# Garage Lighting



## camerashy (Feb 9, 2014)

My garage is 18ft x 17ft and at the moment I have 2x8ft fluorescent tube in it
I'm looking to upgrade to LED and wonder whether 2 x 4ft fitting with each fitting having 2 white lights in each (4 tubes in total) would be enought and if so what wattage would you suggest please.... The total cost would be about £200 based on my first estimate
OR should I go for 2 x 6ft single fittings
Any help appreciated
Dave


----------



## martin.breslin (Apr 23, 2015)

For some reason LEDs tend to be rated in lumens rather than watts now... Either way, id go for 4No. 2ft fittings (2ftx2ft). Will allow even distribution, and four sources of light, rather then two. Better to pick up anomalies. They're roughly £60-£140 each. You will want cool white or city white in colour (around 4200K or 6000K). We use them at work, they're very bright if mounted around 2.5m from work height and look like sky lights.


----------



## martin.breslin (Apr 23, 2015)

http://www.heathfieldled.co.uk/LED_Panel_Range.php

http://www.cef.co.uk/catalogue/categories/lighting-luminaires-led-panels


----------



## stangalang (Nov 27, 2009)

If you have £200 to spend i would look into led panels. You could get 3 or 4 for that money. They are no good for correcting under, but beautiful for normal working conditions and a lovely even light. I have a 6000k one here, 1200x300 if you want to try it out for a week?


----------



## camerashy (Feb 9, 2014)

Martin - thanks for the helpful advice and links which I will follow up
Matt - cheers mate, never thought of panels so need to find out more about them not so much for correcting but general use.....thanks also for your kind offer need to sort out my garage first and make a bit of space
Dave


----------



## Sleper (May 27, 2015)

I went LED and could not be happier, no cold start issues and tons of light. Chaned out 1 for 1 so very happy.


----------



## gabrielleitao (Jun 1, 2015)

LED has been the best option for me!


----------



## robby71 (Jun 4, 2006)

I replaced the standard tubes for LED replacements at around £70 for 5 - a lot brighter and instant start up


----------



## Sleper (May 27, 2015)

Sorry could not get your message as I am new to this form and have not posted enough


----------



## organisys (Jan 3, 2012)

martin.breslin said:


> For some reason LEDs tend to be rated in lumens rather than watts now... .

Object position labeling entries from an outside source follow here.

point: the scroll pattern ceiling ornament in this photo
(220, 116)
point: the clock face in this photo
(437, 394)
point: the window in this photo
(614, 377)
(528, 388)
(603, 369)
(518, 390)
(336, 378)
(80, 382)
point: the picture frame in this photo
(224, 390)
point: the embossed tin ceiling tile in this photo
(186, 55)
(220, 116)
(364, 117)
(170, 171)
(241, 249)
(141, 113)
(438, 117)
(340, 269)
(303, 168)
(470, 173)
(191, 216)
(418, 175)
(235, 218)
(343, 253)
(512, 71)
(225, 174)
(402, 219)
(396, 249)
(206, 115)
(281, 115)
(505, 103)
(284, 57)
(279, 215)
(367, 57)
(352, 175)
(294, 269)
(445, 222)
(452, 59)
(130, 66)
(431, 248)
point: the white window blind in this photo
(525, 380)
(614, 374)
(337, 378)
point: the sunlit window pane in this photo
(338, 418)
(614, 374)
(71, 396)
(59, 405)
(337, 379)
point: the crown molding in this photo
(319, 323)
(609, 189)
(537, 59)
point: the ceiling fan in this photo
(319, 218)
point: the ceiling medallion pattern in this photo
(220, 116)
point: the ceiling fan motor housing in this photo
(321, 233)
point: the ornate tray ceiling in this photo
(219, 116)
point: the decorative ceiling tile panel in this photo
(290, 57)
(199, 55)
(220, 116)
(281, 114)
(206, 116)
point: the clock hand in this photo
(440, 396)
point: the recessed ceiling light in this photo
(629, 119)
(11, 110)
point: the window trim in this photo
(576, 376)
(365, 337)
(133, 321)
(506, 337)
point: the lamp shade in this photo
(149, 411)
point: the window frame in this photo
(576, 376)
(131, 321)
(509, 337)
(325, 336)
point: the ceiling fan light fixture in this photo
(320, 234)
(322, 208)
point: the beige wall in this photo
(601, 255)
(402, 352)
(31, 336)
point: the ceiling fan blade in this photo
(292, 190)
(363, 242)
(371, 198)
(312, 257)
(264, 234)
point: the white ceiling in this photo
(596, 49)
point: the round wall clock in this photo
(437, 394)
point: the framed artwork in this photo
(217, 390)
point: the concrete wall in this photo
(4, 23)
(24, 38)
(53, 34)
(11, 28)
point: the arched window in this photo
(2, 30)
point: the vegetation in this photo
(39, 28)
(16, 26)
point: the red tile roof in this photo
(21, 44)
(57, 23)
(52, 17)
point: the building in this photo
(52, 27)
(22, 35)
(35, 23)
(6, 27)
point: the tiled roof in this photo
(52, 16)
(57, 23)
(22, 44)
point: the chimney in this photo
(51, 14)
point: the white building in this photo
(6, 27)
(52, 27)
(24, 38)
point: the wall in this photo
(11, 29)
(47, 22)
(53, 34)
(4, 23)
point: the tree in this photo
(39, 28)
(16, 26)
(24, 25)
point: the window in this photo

Lumen = Measurement of light output

Watt = Measurement of electrical power consumption


----------



## organisys (Jan 3, 2012)

martin.breslin said:


> 4200K or 6000K). .


This is the colour 'temperature' on the Kalvin scale.


----------



## Sleper (May 27, 2015)

try this link some interesting information

http://www.garagejournal.com/forum/forumdisplay.php?f=30


----------